Quote (thesnipa @ Dec 5 2022 03:49pm)
That machine is already too far on course to change. society can't stop it no matter what we decide, whether we watch Wall-E and think being fatties is good or bad. whether we watch Ready Player 1 and think that's good or bad. neither matter. we're too far into this to stop now, especially in a country that can only operate on incremental change. we can't turn the ship fast enough to avoid the rocks, all we can do is get as many lifeboats ready as possible.
we as a society, rightfully, built our country around capitalism and the stock market. neither one of those have a brake pedal, and even the gas pedal has only 1 option, floor it. the market will demand cheaper goods, cheaper goods are provided by automation, automation creates more poor people, more poor people demand cheaper goods. We cannot get out. A shadow moves in the dark.
the longer we take to aggressively tax corporate America to build our own safety net the more likely it looks that they'll be our only savior. and they're driving towards a cliff they know is there, but anyone who tries to stop is replaced by their board of directors.
"but we'll make new jobs" is the lie anyone opposed to this message has eaten whole, and they in turn will see in due course. we cant avoid it, we can only prepare. instead deluding ourselves into thinking that debating gender pronouns prepare us for this is insanity. i dont have to worry, nor do my children or grand children. it is all of you that are doomed, unless private land ownership is outlawed, then we're fucked too.

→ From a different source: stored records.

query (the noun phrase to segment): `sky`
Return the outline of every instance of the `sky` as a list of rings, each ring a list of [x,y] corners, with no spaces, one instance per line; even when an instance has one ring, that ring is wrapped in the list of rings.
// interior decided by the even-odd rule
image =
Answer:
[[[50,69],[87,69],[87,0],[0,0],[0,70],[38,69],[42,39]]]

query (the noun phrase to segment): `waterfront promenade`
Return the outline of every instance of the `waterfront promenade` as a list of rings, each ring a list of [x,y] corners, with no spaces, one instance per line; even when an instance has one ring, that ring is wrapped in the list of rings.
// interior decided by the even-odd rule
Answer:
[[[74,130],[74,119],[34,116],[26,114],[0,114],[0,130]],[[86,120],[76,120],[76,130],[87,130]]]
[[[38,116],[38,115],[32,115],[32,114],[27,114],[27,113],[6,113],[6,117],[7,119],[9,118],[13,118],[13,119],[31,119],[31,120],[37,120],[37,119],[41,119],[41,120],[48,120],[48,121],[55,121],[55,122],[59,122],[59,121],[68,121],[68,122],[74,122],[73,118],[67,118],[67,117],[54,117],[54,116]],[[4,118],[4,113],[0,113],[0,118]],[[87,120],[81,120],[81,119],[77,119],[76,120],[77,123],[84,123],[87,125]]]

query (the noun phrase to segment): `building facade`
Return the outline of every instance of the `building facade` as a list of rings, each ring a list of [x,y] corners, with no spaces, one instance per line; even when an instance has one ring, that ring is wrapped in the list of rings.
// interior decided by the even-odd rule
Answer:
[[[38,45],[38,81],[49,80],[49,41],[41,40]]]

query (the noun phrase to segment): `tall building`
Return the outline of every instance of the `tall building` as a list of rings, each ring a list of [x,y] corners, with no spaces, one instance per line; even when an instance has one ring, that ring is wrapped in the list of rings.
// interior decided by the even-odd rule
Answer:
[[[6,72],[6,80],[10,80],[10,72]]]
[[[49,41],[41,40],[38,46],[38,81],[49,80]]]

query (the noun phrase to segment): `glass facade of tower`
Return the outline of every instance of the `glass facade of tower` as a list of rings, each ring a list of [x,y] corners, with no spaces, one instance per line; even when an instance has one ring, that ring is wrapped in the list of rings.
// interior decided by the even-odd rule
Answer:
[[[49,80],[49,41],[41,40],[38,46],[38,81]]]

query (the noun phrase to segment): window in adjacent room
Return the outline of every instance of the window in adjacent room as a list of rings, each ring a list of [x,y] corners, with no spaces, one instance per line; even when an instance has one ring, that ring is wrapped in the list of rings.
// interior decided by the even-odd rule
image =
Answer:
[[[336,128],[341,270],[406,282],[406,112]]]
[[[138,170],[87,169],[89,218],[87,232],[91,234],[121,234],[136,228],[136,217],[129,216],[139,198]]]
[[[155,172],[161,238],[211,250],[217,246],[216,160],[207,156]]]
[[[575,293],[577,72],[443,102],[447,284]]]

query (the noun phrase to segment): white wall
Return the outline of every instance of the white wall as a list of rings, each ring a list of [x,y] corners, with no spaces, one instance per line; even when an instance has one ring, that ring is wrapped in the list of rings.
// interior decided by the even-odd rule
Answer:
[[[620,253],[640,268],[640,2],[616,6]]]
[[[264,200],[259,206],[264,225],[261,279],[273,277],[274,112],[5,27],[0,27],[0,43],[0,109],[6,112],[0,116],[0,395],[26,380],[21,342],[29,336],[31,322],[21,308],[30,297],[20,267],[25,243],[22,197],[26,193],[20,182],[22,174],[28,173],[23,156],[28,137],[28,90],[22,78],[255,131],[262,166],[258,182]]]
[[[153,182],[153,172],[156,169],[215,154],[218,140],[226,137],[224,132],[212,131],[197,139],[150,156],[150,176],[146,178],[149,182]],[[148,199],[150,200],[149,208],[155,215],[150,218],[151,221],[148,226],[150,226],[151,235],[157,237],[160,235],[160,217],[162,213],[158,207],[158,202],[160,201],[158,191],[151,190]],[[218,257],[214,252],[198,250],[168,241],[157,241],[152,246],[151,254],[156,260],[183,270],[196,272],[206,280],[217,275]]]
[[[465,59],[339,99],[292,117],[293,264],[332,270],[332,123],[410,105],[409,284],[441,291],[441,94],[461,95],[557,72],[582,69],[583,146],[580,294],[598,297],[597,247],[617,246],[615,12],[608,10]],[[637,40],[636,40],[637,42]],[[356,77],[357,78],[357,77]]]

I don't think it's too late at all. Our capitalist, market economy has given us all the tools we need to steer clear of icebergs. Unlike Europe, we haven't squandered all of our potential revenue on social welfare systems that will prove impossible to change. We have three egregious ones in the United States today, but there are politically feasible solutions to all three that could free up hundreds of billions of dollars per year and close the deficit. Some modest tax increases would help close it faster, but the key is to keep spending below the inflation rate and watch as the power of US debt slowly disappears. We did this in the aftermath of WWII, it's achievable in our lifetime.
The largest change we need to make is to implement a broad-based VAT. Whether it's at 5% or 10%, it can free up hundreds of billions in annual revenue. That wealth can be directed towards building sovereign wealth. At an annual return of 5% and a VAT of 10%, the United States could control $21 trillion in assets within 20 years. In 30 years, the United States could have more sovereign wealth than the top 1% of the United States. As the numbers get bigger, it will become harder and harder for the United States to achieve measurable real returns on those assets, and the $600 billion annually will contribute to asset price inflation, but the goal is a world where the United States passively controls ~20% of US production, and some measure of global production besides. If kicking back $100-200 billion per year is necessary to keep ourselves happy in the short-term, so be it. That's the only world in which I see a UBI as achievable. We need to desperately avoid a world where the United States is 100% reliant on taxation of the wealthy. It's not about "poor rich people", but providing the United States with a stable and independent revenue source that makes it less reliant on external control.